On the other hand, changing all the addresses to false ones, is a good way to see which accounts are active and which are not. Active ones get their addresses updated and then get their payouts. Inactive accounts get ignored/ email sent to user to activate (change the address) again. Hacked accounts will not payout to hackers. The hackers, like us, have no idea what is going on.
 
Now that would be put a positive spin on the whole thing...

Yes, that would be a slick way to determine which accounts are still being actively maintained. If he went back to auto-payout, any account with the 'default' addresses will get skipped for future review.

However, it would be good for Chris to send emails to everyone letting them know to go back and double-check their account.

[bones]

Ive still not been paid so logged into my account.

My payment address was changed, so I set it back to my address.
The one it was changed to was not a unused one, so not sure if Chris had anything to do with it or not.
It was   1Nigp9grmwYGyU3Qt8vsaKeaksEsf8bzcQ

At least my payment was not sent to that address so Im sure Ill get it in time.
How do you tell when your acc is in lockdown? I know mine should be, but I see no ticker / timer.

Happy holidays to you all.

[hashpower]

Maintenance
Posted on December 24, 2014 by Chris in Uncategorized

Web server will be place in maintenance mode for about one hour at 12:00 UTC.

I really wonder if this site will ever be back online again..........

i have fallen in a couple of ponzi schemes and i must admit this one looks as well although i really really hope i am wrong.
i have way to many shares to loose here.

[cagrund]

Hmm, Server is in "Short Maintenance" since 9:00 UTC.

[mm5aes]

Hmm, Server is in "Short Maintenance" since 9:00 UTC.

It's fine here? Must have missed it 

[copychicken]

if the database is messed...then its too difficult, to find a fast way of solving...it will probably take weeks to clear things out...

[ThinkI]

Going back to the instructions not to use TOR.

The only hackers interested in hacking TOR that I know of, are governments.

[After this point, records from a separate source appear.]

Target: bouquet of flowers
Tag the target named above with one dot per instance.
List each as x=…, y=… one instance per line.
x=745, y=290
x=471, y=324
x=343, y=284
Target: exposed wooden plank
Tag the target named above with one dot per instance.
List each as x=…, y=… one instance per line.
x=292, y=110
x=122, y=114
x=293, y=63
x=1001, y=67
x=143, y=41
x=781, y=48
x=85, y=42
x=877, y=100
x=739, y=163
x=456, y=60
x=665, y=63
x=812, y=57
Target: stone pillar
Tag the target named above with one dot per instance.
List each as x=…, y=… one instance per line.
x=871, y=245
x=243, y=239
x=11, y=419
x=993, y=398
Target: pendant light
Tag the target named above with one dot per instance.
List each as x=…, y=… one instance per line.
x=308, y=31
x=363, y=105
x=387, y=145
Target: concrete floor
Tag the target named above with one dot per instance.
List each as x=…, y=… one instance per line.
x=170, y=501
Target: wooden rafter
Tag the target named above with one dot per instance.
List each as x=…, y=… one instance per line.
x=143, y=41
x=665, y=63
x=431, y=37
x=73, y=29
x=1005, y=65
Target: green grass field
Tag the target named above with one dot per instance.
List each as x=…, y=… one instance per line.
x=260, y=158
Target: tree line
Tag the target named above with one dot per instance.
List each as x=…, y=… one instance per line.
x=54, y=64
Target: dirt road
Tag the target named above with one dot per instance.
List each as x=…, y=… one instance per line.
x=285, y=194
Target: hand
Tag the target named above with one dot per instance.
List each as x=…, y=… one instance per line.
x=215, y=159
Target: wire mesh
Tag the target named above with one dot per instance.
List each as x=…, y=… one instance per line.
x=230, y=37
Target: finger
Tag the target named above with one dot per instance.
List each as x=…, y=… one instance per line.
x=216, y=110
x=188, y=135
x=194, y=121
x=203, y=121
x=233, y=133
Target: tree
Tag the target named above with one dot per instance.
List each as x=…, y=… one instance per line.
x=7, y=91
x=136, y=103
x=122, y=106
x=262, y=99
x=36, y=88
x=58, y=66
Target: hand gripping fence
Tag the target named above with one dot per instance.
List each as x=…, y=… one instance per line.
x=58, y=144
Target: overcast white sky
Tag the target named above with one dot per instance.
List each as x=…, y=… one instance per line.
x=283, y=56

Anyone know any different?

[mm5aes]

Going back to the instructions not to use TOR.

The only hackers interested in hacking TOR that I know of, are governments.

Anyone know any different?

Use mr google to search for 'tor exit node vulnerability'
Here's a start.
http://hackertarget.com/tor-exit-node-visualization/

[pbleak]

Well it's past the downtime listed on the site. Anybody know what's up?